Genotyping data were downloaded and the IMMUNO SNP coordinates were converted into GRCh37 before merging with the NEUROX SNPs using the plink software:
plink --bfile IMMUNO-GRCh37 --bmerge NEUROX.bed NEUROX.bim NEUROX.fam --make-bed --out ImmunoNeurox-GRCh37
## - mind:0.6 because the 2 arrays were performed on different individuals:
## 0.6 corresponds approximatevely to the proportion of SNPs on one array
## compared to the sum of the 2 arrays
## geno:0.2 because the 2 arrays were performed on different individuals:
## 0.2 corresponds approximatevely to the proportion of individuals
## on one array compared to the sum of the 2 arrays
plink --bfile ImmunoNeurox-GRCh37 --mind 0.6 --maf 0.05 --geno 0.2 --hwe 0.001 --make-bed --out ImmunoNeurox-GRCh37-Filtered
The GRCh37 coordinates for the IMMUNO SNPs are available in the Genotyping/IMMUNO-GRCh37.bim file. After download, the files IMMUNO.bed and IMMUNO.fam need to be renamed IMMUNO-GRCh37.bed and IMMUNO-GRCh37.fam respectively before merging.

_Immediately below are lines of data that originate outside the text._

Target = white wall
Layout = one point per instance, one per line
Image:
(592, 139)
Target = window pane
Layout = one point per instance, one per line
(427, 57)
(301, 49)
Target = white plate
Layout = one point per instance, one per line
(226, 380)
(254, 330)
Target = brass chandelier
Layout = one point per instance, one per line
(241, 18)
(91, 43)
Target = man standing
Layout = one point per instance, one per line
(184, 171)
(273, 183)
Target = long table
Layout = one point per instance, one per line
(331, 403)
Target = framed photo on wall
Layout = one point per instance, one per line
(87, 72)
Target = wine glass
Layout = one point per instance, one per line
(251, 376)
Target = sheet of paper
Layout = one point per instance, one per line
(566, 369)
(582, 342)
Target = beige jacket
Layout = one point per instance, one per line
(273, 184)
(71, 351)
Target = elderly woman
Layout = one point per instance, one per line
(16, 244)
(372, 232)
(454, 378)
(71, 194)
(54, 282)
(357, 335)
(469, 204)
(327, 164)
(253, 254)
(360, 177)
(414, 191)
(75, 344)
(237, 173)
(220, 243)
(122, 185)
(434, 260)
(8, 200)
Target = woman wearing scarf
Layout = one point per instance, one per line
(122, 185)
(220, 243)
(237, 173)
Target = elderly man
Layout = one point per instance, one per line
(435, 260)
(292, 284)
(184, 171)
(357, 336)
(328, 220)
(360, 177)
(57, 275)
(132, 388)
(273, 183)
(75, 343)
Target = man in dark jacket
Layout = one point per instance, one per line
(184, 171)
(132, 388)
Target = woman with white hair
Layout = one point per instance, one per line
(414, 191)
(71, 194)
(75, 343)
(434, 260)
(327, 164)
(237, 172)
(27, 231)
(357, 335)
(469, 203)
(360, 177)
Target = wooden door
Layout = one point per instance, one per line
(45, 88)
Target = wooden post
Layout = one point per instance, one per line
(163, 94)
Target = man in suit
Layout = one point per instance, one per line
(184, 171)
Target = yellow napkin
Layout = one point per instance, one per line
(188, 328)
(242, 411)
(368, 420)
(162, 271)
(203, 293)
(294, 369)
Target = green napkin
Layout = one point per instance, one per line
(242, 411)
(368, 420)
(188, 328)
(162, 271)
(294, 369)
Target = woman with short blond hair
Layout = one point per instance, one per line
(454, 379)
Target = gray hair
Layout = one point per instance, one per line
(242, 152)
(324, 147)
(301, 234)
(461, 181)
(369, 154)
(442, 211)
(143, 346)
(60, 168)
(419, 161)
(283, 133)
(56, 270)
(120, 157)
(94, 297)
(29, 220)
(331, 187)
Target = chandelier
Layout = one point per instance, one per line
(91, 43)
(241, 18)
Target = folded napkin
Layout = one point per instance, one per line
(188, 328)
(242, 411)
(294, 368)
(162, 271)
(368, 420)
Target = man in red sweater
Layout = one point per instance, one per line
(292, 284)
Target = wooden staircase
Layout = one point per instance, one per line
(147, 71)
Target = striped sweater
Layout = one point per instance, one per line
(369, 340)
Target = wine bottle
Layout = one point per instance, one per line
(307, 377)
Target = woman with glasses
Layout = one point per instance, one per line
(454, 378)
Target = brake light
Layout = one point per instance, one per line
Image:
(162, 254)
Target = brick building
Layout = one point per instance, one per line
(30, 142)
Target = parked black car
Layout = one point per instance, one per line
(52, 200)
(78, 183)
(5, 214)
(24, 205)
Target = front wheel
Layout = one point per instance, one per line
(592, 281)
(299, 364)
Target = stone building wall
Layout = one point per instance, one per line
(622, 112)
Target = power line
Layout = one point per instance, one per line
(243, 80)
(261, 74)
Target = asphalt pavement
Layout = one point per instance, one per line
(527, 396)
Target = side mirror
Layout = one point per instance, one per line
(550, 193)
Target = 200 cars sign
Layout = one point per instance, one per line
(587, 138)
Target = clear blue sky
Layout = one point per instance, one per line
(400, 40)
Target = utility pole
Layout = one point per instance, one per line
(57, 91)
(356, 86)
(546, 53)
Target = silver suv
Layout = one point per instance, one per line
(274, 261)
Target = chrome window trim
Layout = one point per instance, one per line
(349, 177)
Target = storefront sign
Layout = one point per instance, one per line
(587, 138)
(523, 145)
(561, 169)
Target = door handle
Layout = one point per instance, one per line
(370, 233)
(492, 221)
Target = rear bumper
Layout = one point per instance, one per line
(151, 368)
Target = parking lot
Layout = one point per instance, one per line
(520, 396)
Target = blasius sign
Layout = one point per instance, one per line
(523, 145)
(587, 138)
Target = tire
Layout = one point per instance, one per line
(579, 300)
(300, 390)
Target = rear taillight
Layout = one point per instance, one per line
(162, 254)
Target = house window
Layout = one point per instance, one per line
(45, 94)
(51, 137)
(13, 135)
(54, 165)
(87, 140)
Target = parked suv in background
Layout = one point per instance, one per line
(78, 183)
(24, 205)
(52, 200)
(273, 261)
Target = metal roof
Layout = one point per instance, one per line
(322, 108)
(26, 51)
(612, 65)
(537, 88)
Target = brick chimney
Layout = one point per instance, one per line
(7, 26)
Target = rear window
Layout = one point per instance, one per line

The PPMI R package is generated using the S01-PackageGenerator.R script. This script also builds the "PPMI-Data-Usage" vignette using updated data.
After building and installing the PPMI R package, data can be exported in an Excel file using the Data-Summary-Export.Rmd script.
After building and installing the PPMI R package, data can be exported in
an SAS XPORT file using the Export-SAS.R script. However the function
from the SASxport package (write.xport()
) used to build this file raises
several messages about truncated long names. Also in the PPMI R package,
row names are used to make cross-references between data frames. I don't
know has row names are exported by SASxport and how they are handled by
SAS itself. CSV files are also produced by this script.